* * ½ (out of four)
Seen 5 November 2004 at the Brattle Theater (Sunday Eye-Opener)
Reconstruction is "clever", "self-referential", "meticulously constructed", and, dare I say it, "post-modern". These are all fine things for a film to be, although they are all descriptors of an intellectual nature. Which would be fine if, in its earliest fit of self-awareness, the narrator didn't assure the audience that even though the whole thing is artificial, a construction, the audience will come to care as if it were real anyway, a goal that it only sporadically meets.
That is, of course, the sort of promise that is implicit in any work of fiction. There are many interpretations for why co-writer/director Christoffer Boe included the explicit statement, from pretension to desperation and back to wanting to underscore one of the film's themes. Or perhaps it is merely forewarning, because otherwise one's initial impression of the film would be that of a well-written romantic fantasy, and may be disappointed when it becomes something else.
The story initially seems straightforward - Alex (Nikolaj Lie Kaas) meets Aimee (Maria Bonnevie) in a bar, and hits on her, dispite having a girlfriend Simone (also played by Bonneville) while she is married to August (Krister Henriksson), a writer who also serves as the narrator. They have a tryst while August is out of town, but when Alex leaves Aimee's hotel room, he finds that his entire life has been erased - his apartment no longer exists, while his landlord, friends, father, and girlfriend no longer recognize him. And when he meets up with Aimee again, it's unclear whether she knows him or simply finds him attractive for the same reasons she did before.

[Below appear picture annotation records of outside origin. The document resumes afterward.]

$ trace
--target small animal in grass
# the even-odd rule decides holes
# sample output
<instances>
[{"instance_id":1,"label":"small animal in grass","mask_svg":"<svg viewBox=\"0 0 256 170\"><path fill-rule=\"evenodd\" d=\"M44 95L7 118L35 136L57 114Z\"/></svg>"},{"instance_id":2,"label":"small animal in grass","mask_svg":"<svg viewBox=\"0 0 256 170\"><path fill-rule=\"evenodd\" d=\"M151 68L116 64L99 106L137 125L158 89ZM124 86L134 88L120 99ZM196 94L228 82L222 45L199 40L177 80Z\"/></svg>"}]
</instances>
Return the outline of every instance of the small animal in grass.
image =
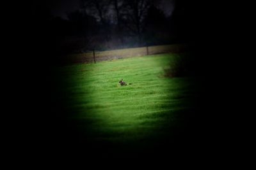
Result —
<instances>
[{"instance_id":1,"label":"small animal in grass","mask_svg":"<svg viewBox=\"0 0 256 170\"><path fill-rule=\"evenodd\" d=\"M127 84L125 82L123 81L123 79L122 79L120 81L119 81L119 83L120 83L120 85L127 85ZM132 83L129 83L129 85L131 85Z\"/></svg>"}]
</instances>

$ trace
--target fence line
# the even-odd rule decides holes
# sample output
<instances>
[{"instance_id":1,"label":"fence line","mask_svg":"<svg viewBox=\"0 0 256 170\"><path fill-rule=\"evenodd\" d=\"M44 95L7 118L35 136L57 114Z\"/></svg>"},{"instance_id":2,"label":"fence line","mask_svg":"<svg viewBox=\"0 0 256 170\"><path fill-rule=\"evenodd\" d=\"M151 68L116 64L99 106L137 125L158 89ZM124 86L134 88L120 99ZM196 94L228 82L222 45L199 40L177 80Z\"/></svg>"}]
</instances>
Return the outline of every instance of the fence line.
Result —
<instances>
[{"instance_id":1,"label":"fence line","mask_svg":"<svg viewBox=\"0 0 256 170\"><path fill-rule=\"evenodd\" d=\"M139 57L157 53L180 53L186 51L187 45L184 44L167 45L137 47L72 54L68 57L70 62L94 62L97 61Z\"/></svg>"}]
</instances>

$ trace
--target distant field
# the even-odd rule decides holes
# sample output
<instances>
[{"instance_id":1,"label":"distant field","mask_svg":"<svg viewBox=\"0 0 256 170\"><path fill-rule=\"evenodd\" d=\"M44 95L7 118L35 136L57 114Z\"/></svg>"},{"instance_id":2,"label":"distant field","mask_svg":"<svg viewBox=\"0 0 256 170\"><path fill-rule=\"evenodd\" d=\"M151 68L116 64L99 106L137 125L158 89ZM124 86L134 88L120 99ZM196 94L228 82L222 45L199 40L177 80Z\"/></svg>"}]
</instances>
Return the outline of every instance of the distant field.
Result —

The idea of a rewritten reality that only one person can remember is one that has been in play a lot over the past decade. The most recent high-profile example is probably The Forgotten with Julianne Moore; perhaps the most jaw-droppingly cool is Alex Proyas's Dark City. A cult TV series named Nowhere Man still has its fans. Perhaps one of the most obscure, but closest to what Boe is attempting here, is comic-book philosopher Alan Moore's "Book of Mercury", a book containg the complete history of the universe (one that can be emended) which appeared in an otherwise undistinguished line.
Those works, though, have stories in which the characters acknowledge the oddness of their situations, where this remarkable, impossible thing pre-empts everything else, but here, it just seems like a distraction from Alex's interest in the two women. Of course, he may just be written that way; it soon becomes clear that AUgust's writing is affecting Alex's life. Is he trying to steer Alex away form his wife, or is there actually no Alex at all? After all, the uncanny similarity between Simone and Aimee suggests that one or both of them is something other than she seems. It's an interesting setup, which raises interesting ideas, but there's no story to it.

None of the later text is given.